(Reuters) - England caretaker manager Gareth Southgate is confident his familiarity with the players will help him adapt quickly to a role he landed at short notice following Sam Allardyce’s sacking on Tuesday.
Southgate, coach of the under-21 side, will take charge of the senior team for the next four matches, including 2018 World Cup qualifiers against Malta on Oct. 8 and in Slovenia three days later, and is due to name his first squad this weekend.
Allardyce was sacked by the Football Association (FA) after just one game in charge for behaving “inappropriately” as he sought a lucrative sideline role in an undercover sting set up by the Daily Telegraph newspaper.
“It’s obviously been a difficult situation for the FA but it was important that there was some stability and continuity for everybody,” Southgate told the FA’s website (www.thefa.com).

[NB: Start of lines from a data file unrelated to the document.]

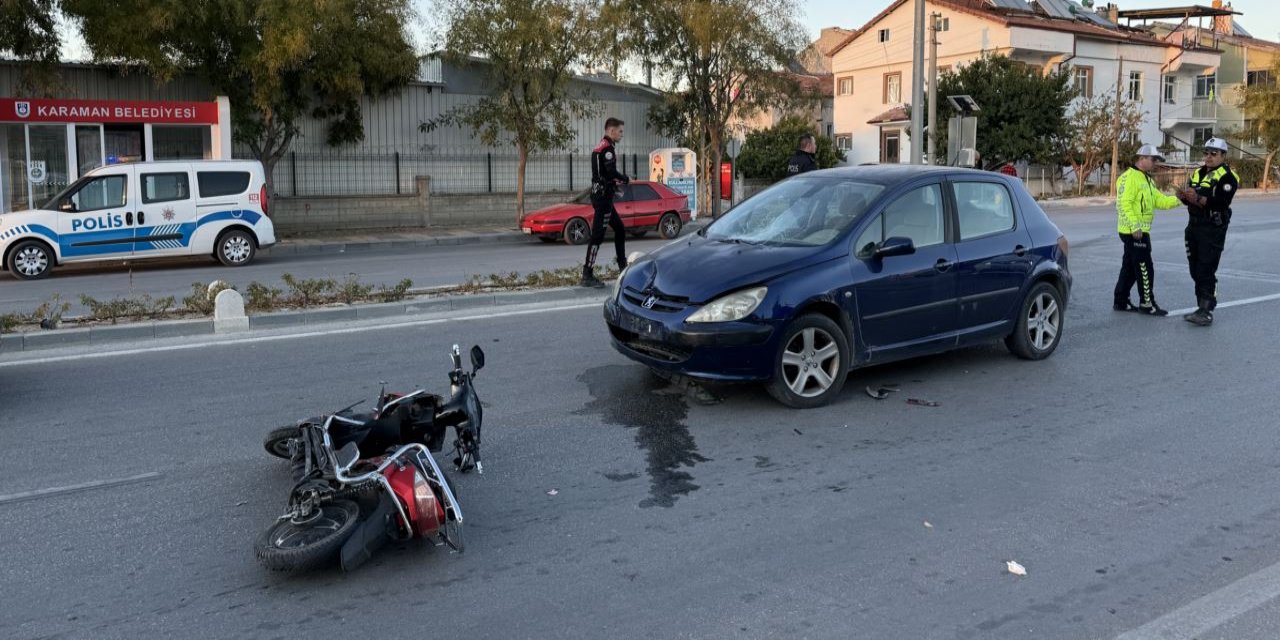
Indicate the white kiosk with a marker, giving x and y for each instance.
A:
(677, 169)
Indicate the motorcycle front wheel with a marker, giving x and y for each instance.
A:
(300, 545)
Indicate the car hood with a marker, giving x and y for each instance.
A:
(554, 211)
(700, 269)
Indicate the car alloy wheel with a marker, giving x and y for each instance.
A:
(810, 362)
(1043, 320)
(31, 261)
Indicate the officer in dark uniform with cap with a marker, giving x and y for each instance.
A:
(606, 181)
(1208, 201)
(805, 158)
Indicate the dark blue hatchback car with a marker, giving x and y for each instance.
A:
(845, 268)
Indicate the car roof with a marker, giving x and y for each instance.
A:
(894, 173)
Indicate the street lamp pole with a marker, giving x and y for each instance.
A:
(918, 86)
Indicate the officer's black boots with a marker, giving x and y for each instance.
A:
(1202, 316)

”So, from my point of view, it was important to step forward and give us the best possible chance to win these games.
“With my experience with the under-21s in international football, and having worked with so many of the players who have moved up to the seniors as well, I think we are in a good position to prepare for these games.”

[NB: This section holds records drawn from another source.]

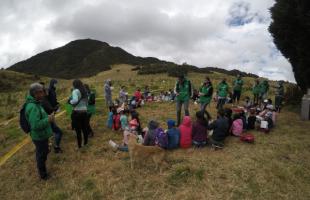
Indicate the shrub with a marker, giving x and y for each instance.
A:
(293, 95)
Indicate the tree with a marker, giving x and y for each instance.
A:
(290, 29)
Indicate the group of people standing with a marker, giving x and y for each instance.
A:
(39, 111)
(41, 106)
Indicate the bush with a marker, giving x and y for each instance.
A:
(293, 95)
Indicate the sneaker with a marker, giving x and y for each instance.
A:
(217, 146)
(57, 150)
(45, 177)
(113, 144)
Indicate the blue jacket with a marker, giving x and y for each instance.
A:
(173, 138)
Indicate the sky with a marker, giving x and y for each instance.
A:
(230, 34)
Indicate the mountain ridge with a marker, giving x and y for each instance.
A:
(87, 57)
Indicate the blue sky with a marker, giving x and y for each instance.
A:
(227, 34)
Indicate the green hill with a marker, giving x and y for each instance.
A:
(87, 57)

The former England centre-half ruled himself out of the running to take charge of the senior side in July when Roy Hodgson resigned following England’s dismal Euro 2016 campaign but Southgate is looking forward to the challenge ahead.
“I was very proud to have played more than 50 times for my country and to have worn the armband, so to manage England will be a huge responsibility and a huge honour for me,” the 46-year-old added.
“It’s a difficult circumstance for me, because we’ve lost two senior coaches in the last few months who have both been very good to me, so that complicates my feelings. I certainly wish them both all the best for the future.”
Southgate will also lead England against Scotland in a third World Cup qualifier in November and in an international friendly against Spain.